HOWTO and Common Tasks

Adding a new operator

Add the ascii-armoured key in a file in global/overlay/etc/cosmos/keys with a .pub extension

# git add global/overlay/etc/cosmos/keys/thenewoperator.pub
# git commit -m "the new operator" \
   global/overlay/etc/cosmos/keys/thenewoperator.pub
# ./bump-tag

Removing an operator

Identify the public key file in global/overlay/etc/cosmos/keys

# git rm global/overlay/etc/cosmos/keys/X.pub
# git commit -m "remove operator X" \
   global/overlay/etc/cosmos/keys/X.pub
# ./bump-tag

Merging new features from multiverse

The multiverse template will continue to evolve and sometimes it may be desirable to fetch a new feature from the upstream multiverse repository. If you followed the setup guide and kept the 'multiverse' remote this how you go about synchronizing with that version:

# git checkout multiverse
# git pull
# git checkout master
# git merge multiverse

Now resolve any conflicts (hopefully few and far between) and you should end up with a combination of the features in your domain and those in multiverse. Note that you can optionally add more remotes referencing other development branches of multiverse and merge changes from more than one upstream. The sky is the limit.

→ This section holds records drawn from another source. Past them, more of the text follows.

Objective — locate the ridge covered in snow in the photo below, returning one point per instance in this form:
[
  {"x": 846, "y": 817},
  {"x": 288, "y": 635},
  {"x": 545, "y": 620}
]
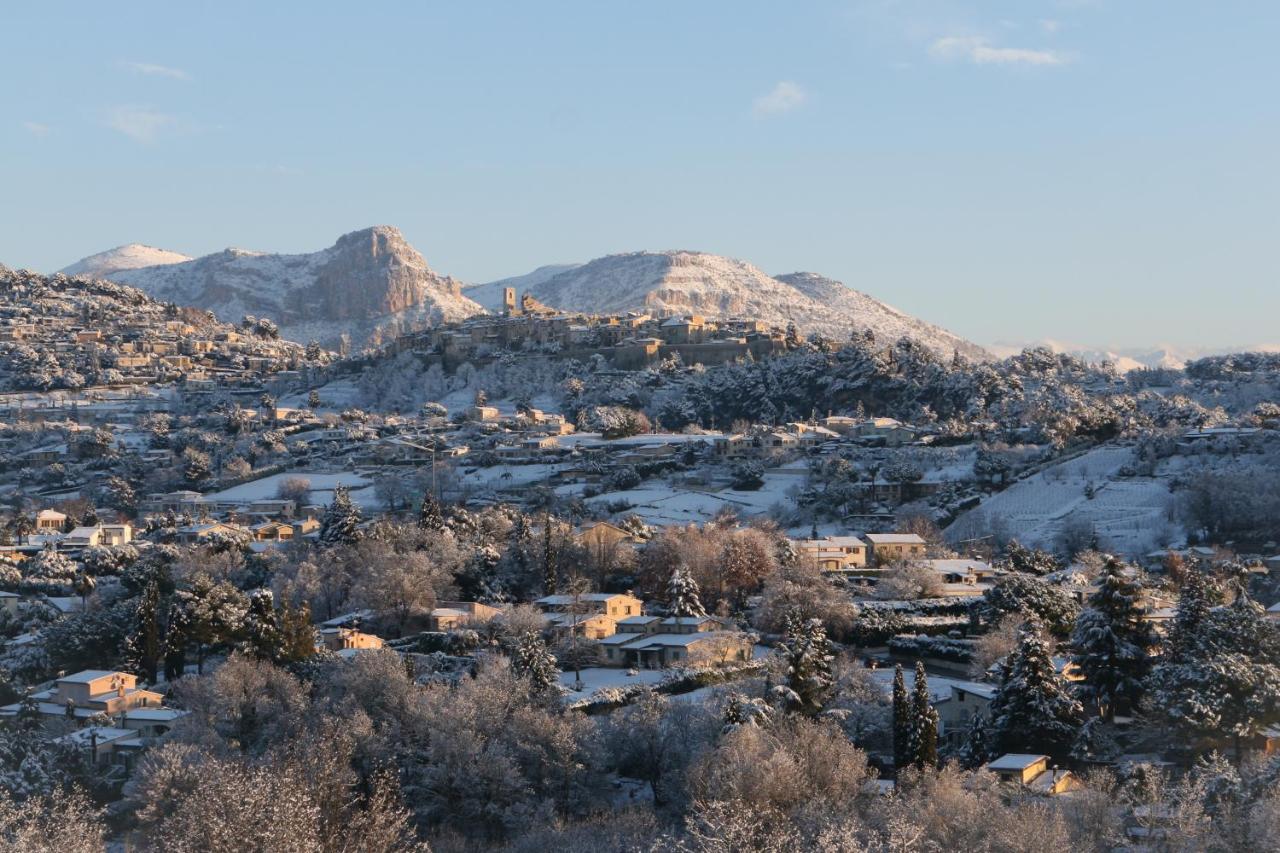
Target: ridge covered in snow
[
  {"x": 123, "y": 258},
  {"x": 369, "y": 284},
  {"x": 685, "y": 282}
]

Changing administrative domain for a host

Below $old and $new refers to local copies (git clone) of the old and new repository.

In the $new repository add the host and use fabric to change the repository of the host to the git URL of the new repository.

# ./addhost -b $hostname
# fab -H $hostname chrepo repository:git://other/repo.git

In the $old repository:

# rsync -avz $hostname/ $new/$hostname/

In the $new repository:

# git add $hostname/
# git commit -m "transfer from $old" $hostname
# ./bump-tag

In the $old repository:

# git rm -rf $hostname
# git commit -m "remove $hostname"
# ./bump-tag

Running a command on multiple hosts

On a single host:

# fab -H $hostname -- command -a one -b another -c

On multiple hosts based on category:

# fab --roles=webserver -- ls /tmp

On all hosts:

# fab -- reboot # danger Will Robinsson!